Uma das minhas incursões como empresário rural foi como criador de galinhas de postura. Acreditei, por alguns meses, que neste empreendimento estaria a minha redenção financeira. Se este objetivo primordial não foi atingido, aprendi muito com estas aves, inclusive sobre dinâmica de comportamento social.
Tínhamos como que 15 galos convivendo com as galinhas, cerca de 300, e começamos a observar que havia um dentre eles que era demasiado violento. Nos atacava sempre que entravamos no galinheiro, o que por vezes era até perigoso. Não nos restou outra alternativa a não ser manda-lo para a panela. O interessante disto é que não se passaram 2 dias até que começássemos a observar que havia outro galo que nos atacava. E a cada galo que eliminávamos um outro começava a cumprir aquele papel de ser o agressivo da turma.
Conversando com especialistas, não se mostraram minimamente surpreendidos. O estudo do comportamento animal nos mostra exatamente que nestes casos não se trata de um galo que geneticamente tenha códigos que o tornam violentos e os outros não. A maneira como esta comunidade, no caso de galinhas, é organizada, é que gera a necessidade de que um assuma este papel. Será como que um protetor do grupo e terá algumas regalias por isto, como comer mais. Milho ou galinhas.
Podemos transpor estes conhecimentos para nossa sociedade. Afinal, se em termos de organização individual, segundo o evolucionismo, estamos alguns milhões de anos na frente, em termos de estrutura social eu não me arriscaria a fazer uma comparação. Tenho medo de perder para as galinhas.
Na década de sessenta foi lançado um livro por um sociólogo francês que se intitulava “Os dois Brasis”. Fez muito sucesso e todos nós já ouvimos falar de que vivemos em uma “Belíndia”. O que não podemos é nos enganar com as falsas preocupações de como faremos para que a nossa porção “Índia” chegue a condição de “Bélgica”. Afinal esta possível Bélgica não sobreviveria sem o suporte desta provável Índia. Mais recentemente o mesmo discurso foi globalizado e atualizado com o termo “excluídos”. Teríamos agora uma parcela da população que estaria fora de qualquer possibilidade de integração no processo produtivo. Dentro desta linha de raciocínio, a solução, lógica e cruel, para este problema econômico, seria a eliminação desta camada social.
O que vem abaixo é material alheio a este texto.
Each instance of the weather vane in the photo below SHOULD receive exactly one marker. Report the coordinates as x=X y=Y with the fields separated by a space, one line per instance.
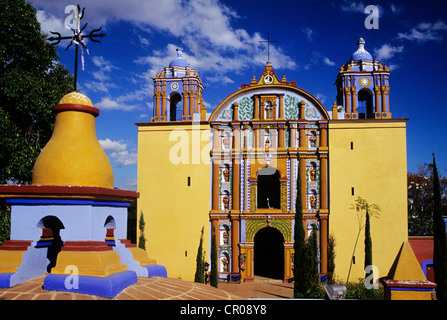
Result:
x=268 y=45
x=78 y=37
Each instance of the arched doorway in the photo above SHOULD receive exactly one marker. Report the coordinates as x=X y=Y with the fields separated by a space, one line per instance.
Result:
x=365 y=104
x=269 y=188
x=269 y=253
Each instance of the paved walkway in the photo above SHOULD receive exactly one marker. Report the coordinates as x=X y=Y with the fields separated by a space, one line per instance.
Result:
x=155 y=288
x=260 y=288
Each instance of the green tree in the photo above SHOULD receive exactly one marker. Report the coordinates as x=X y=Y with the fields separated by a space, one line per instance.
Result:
x=213 y=273
x=31 y=83
x=361 y=206
x=200 y=265
x=331 y=258
x=368 y=245
x=439 y=239
x=420 y=200
x=5 y=222
x=299 y=243
x=141 y=238
x=312 y=278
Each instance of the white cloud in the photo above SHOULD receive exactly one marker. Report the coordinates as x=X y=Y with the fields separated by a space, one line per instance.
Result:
x=308 y=32
x=321 y=97
x=115 y=146
x=387 y=51
x=425 y=31
x=328 y=61
x=124 y=158
x=118 y=152
x=49 y=22
x=108 y=103
x=353 y=7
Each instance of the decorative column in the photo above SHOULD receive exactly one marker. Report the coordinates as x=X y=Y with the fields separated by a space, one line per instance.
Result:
x=191 y=103
x=256 y=111
x=216 y=163
x=323 y=244
x=236 y=167
x=354 y=99
x=302 y=165
x=235 y=244
x=163 y=105
x=235 y=111
x=281 y=107
x=185 y=106
x=302 y=106
x=347 y=100
x=377 y=99
x=293 y=136
x=302 y=136
x=157 y=105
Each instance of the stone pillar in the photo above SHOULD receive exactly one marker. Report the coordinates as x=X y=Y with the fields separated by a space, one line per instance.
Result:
x=235 y=244
x=281 y=107
x=185 y=105
x=347 y=100
x=256 y=111
x=323 y=244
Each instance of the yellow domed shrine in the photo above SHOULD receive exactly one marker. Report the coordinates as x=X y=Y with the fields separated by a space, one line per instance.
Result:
x=73 y=155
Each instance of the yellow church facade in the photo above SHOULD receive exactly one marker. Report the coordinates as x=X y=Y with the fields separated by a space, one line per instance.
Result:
x=234 y=172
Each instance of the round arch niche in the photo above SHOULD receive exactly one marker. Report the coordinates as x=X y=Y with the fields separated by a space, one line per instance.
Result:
x=175 y=112
x=269 y=189
x=50 y=238
x=269 y=253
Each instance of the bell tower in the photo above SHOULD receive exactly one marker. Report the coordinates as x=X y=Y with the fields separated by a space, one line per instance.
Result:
x=178 y=93
x=363 y=86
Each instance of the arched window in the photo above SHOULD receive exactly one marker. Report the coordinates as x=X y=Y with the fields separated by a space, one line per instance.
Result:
x=110 y=230
x=175 y=110
x=268 y=110
x=269 y=188
x=365 y=104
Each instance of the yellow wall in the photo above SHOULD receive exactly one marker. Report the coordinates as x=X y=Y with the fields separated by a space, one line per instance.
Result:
x=377 y=169
x=173 y=211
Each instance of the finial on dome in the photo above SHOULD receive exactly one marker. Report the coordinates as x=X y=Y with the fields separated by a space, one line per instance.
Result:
x=179 y=61
x=361 y=53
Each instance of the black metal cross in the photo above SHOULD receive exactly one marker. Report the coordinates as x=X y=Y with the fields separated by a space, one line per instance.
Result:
x=268 y=45
x=77 y=38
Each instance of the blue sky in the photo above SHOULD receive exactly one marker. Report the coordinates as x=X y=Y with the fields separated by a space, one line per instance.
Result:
x=221 y=40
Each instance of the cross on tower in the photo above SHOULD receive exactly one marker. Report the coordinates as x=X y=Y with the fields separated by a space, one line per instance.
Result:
x=268 y=45
x=77 y=38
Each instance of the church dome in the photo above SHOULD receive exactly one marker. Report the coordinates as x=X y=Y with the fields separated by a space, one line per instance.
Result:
x=73 y=155
x=179 y=61
x=361 y=53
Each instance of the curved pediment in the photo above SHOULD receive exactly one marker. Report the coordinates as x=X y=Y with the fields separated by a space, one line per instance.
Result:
x=269 y=89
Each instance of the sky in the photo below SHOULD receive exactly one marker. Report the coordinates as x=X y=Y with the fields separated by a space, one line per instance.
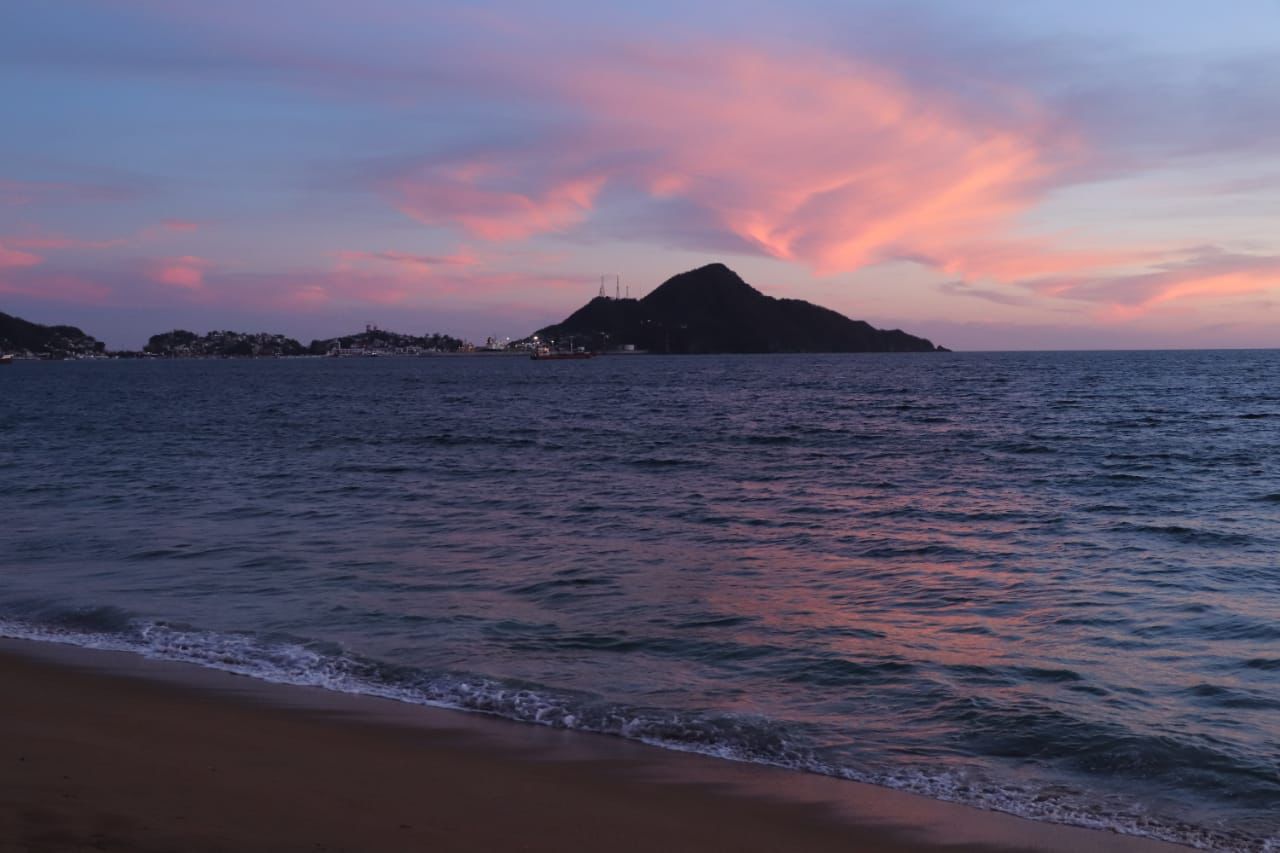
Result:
x=1010 y=174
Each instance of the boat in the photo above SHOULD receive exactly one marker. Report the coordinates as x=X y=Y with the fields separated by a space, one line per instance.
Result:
x=547 y=354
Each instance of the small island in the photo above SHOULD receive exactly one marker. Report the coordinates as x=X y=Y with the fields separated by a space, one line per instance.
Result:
x=27 y=338
x=705 y=310
x=711 y=310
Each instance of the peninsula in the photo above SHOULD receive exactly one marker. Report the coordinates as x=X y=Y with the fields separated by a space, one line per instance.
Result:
x=49 y=341
x=712 y=309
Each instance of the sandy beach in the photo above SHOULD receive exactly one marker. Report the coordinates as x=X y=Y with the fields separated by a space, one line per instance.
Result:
x=113 y=752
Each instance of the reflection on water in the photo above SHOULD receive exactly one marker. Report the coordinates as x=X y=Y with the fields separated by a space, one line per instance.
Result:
x=1043 y=583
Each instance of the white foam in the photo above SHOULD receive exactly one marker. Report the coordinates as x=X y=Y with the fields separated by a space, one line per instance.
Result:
x=728 y=737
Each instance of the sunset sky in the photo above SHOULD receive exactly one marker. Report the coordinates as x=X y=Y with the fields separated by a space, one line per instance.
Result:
x=993 y=176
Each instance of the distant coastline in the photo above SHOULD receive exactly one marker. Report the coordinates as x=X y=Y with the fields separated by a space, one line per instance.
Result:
x=704 y=311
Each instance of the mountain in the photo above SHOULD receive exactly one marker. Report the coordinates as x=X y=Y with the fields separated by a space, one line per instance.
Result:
x=182 y=343
x=18 y=336
x=374 y=340
x=712 y=309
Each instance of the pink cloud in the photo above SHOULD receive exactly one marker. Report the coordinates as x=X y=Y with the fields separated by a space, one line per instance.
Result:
x=470 y=196
x=1197 y=276
x=54 y=241
x=186 y=272
x=810 y=158
x=408 y=263
x=13 y=258
x=55 y=287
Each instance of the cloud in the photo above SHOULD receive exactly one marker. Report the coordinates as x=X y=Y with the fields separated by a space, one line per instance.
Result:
x=1198 y=274
x=476 y=197
x=10 y=258
x=53 y=286
x=186 y=272
x=411 y=264
x=999 y=297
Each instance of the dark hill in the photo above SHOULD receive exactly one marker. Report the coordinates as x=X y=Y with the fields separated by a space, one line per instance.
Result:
x=48 y=341
x=713 y=310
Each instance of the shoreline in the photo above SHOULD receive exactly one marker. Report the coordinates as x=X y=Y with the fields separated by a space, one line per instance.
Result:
x=115 y=751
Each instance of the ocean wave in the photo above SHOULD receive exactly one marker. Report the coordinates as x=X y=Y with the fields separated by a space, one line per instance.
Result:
x=736 y=737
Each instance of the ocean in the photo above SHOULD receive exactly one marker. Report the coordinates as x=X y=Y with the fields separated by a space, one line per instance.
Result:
x=1037 y=583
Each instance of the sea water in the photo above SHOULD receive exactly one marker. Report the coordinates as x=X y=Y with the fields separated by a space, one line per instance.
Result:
x=1040 y=583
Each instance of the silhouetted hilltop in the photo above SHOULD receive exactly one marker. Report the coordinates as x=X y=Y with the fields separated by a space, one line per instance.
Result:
x=374 y=340
x=712 y=309
x=182 y=343
x=23 y=337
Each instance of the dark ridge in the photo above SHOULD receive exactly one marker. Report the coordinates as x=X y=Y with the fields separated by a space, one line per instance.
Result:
x=182 y=343
x=712 y=309
x=18 y=336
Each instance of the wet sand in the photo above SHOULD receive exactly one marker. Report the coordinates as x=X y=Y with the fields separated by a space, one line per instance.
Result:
x=104 y=751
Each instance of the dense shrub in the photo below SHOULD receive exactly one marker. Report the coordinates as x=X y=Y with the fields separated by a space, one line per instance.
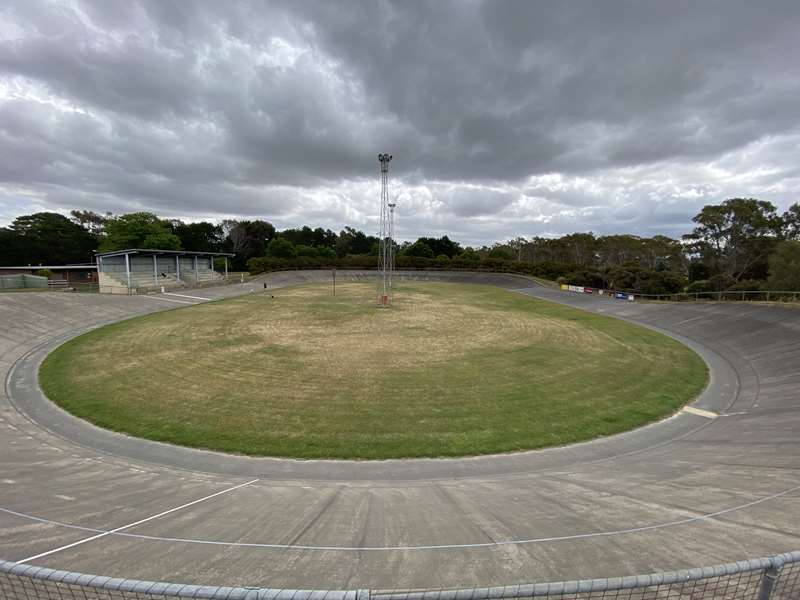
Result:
x=629 y=278
x=746 y=285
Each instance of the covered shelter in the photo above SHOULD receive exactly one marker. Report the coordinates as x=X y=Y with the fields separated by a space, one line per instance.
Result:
x=138 y=270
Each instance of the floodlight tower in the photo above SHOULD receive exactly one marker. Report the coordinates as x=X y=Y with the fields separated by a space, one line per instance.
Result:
x=385 y=266
x=391 y=243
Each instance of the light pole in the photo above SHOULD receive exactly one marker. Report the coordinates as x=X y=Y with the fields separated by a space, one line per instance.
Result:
x=384 y=244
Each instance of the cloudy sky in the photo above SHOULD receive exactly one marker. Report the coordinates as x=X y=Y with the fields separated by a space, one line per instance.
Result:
x=505 y=118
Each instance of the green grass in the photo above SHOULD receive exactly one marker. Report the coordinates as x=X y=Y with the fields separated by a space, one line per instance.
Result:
x=449 y=370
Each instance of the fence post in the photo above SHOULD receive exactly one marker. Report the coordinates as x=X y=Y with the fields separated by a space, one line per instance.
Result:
x=768 y=583
x=365 y=594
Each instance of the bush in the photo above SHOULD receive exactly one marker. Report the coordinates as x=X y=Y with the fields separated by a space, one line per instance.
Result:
x=281 y=248
x=699 y=286
x=746 y=285
x=784 y=267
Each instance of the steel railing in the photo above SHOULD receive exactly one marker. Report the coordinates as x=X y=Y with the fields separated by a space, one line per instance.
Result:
x=772 y=578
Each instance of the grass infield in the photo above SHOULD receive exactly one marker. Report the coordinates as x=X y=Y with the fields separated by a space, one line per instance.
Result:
x=449 y=370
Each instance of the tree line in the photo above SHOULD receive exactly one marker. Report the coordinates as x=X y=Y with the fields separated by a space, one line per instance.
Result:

Matando-os ou evitando que se reproduzam, o que gera o mesmo resultado final.
Da mesma maneira que com os galos, poderíamos conversar com especialistas. Alguns não se mostrariam minimamente surpreendidos. O estudo da nossa estrutura social nos mostra exatamente que nestes casos não se trata de homens que geneticamente tenham códigos que os tornam menos capazes de trabalhar e acumular que os outros. A maneira como esta comunidade, no caso de humanos, é organizada, é que gera a necessidade de que um grupo assuma este papel. Será como que uma reserva estratégica do grupo e terão alguns problemas por isto, como não comer. Milho ou galinhas.
Entre os galos, para cada dominante que surge há os correspondentes dominados. Da mesma forma que podemos imaginar, em nossa estrutura social, uma correspondência entre a acumulação dos integrados e a presença dos excluídos. Para cada excluído eliminado, e o são aos milhares, todos os dias, novos surgirão como que por milagre, sustentando na base uma estrutura que deles não pode prescindir. Não nos enganemos. Por mais distante que muitos de nossos pares estejam da possibilidade de produção e consumo, a eliminação destes não eliminaria sua necessidade e sua função social. O que é ainda mais cruel do que a solução proposta. É a dura, para alguns, realidade, em função da maneira como elegimos estruturar nossa sociedade.